Figure 2.Main functions and usage of TF-Marker. (A) User-friendly interface for browsing TFs and markers. (B) The details of TFs and related markers. (C) Overview of details of TFs and related markers based on specific cell types. (D) Three paths for searching cell/tissue-specific TFs and related markers.
Figure 3.TFs and related markers in stem cells. (A) Searching for TFs and related markers in stem cells. (B) A summarized results table for stem cells. (C) The distribution graph is displayed based on the number of entries occupied by POU5F1 in the TF-Marker total results. The distribution shows 25 records of POU5F1 studies in embryo research.
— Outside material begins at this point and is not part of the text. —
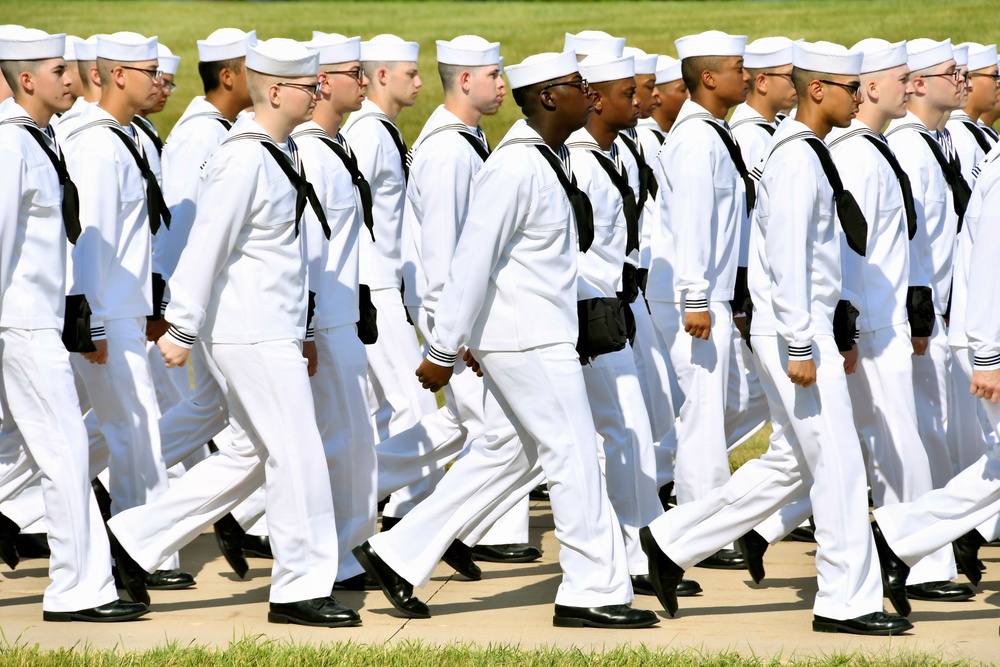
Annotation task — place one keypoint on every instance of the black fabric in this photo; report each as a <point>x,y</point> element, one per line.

The list of the literature recorded in TF-Marker for POU5F1 is shown below. (D) The expression of POU5F1 in GTEx, CCLE, TCGA and ENCODE.
Figure 4.Differential expressed TFs and related markers in breast tissue. (A) Searching for differential expressed genes using the TF-Marker function ‘Searching by Gene’. (B) TF-Marker provides the distribution of the differential expressed genes in different tissues. (C) The detailed information of GATA3 is provided. (D) The information of GATA3 is displayed.
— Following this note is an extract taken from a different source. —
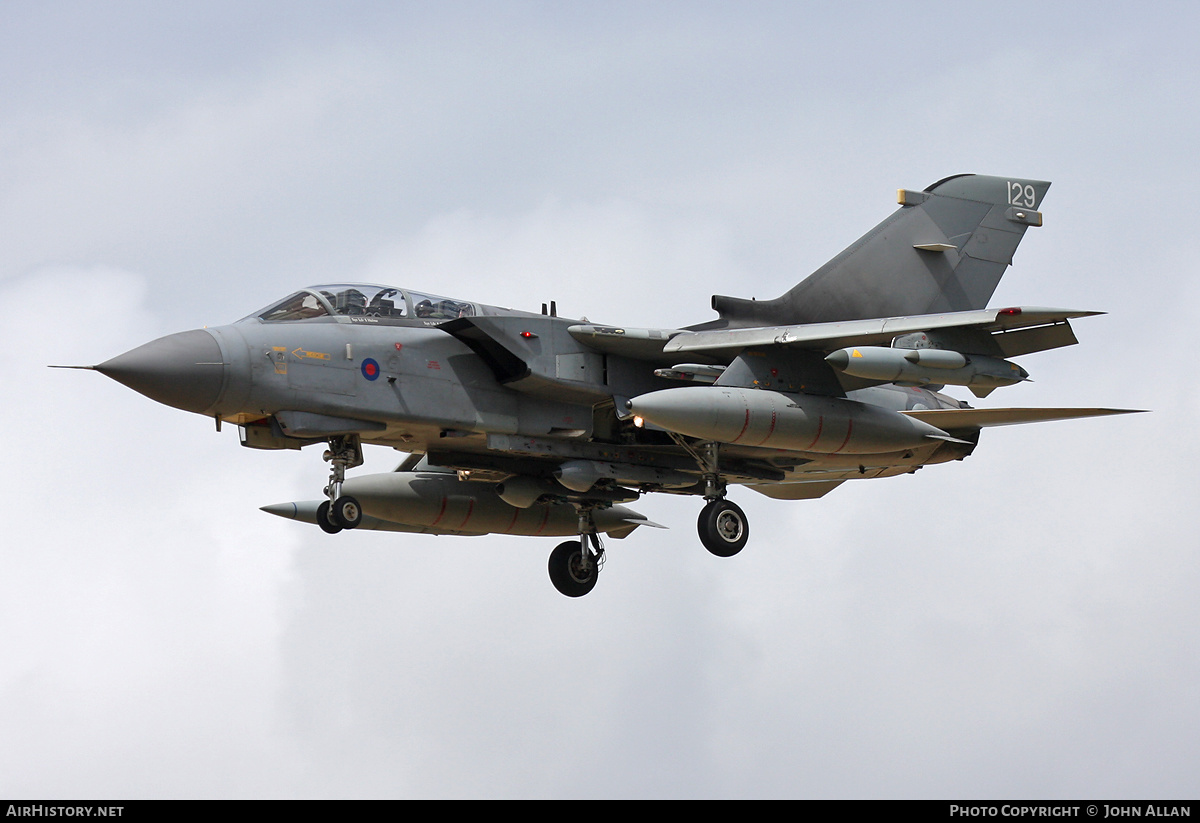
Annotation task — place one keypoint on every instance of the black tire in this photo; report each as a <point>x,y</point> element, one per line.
<point>723,528</point>
<point>567,571</point>
<point>346,512</point>
<point>324,522</point>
Comparison of information in TF-Marker with other databases
| Attribution | TF-Marker | CellMarker | MarkerDB |
|---|---|---|---|
| TF numbera | 778 | 200 | Unknown |
| Gene type | √ | – | – |
| Interacting geneb | √ | – | – |
| Experiment type | √ | √ | – |
| Experiment name | √ | – | – |
| Biomarkersc | √ | – | √ |
| Description of the literature | √ | – | – |
| Cell name | √ | √ | – |
| Cell type | √ | √ | – |
| Tissue Type | √ | √ | – |
| Expression atlasd | √ | – | – |
| TF-SE-Marker genee | √ | – | – |
| The core TFs in CRCsf | √ | – | – |
aTF Number was the experimentally verified TFs for human.
bInteracting Gene was the genes that have some relationship in the biology process with the TFs or markers.
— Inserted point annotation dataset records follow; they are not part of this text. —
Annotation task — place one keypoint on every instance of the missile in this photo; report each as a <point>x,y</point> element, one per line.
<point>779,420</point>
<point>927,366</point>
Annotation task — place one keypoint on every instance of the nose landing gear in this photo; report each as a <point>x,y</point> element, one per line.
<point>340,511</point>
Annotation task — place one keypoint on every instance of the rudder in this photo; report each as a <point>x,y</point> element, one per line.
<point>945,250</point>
cIn biological research, marker genes can be used as biomarkers in certain diseases.
dTF-Marker provides users with more TF reference information like expression atlas from GTEx, CCLE, TCGA (https://cancergenome.nih.gov/) and ENCODE.
eTF-SE-Marker gene regulation was constructed by SEanalysis.
fThe core TFs in CRCs were determined by integrating human H3K27ac ChIP-seq data from SEdb.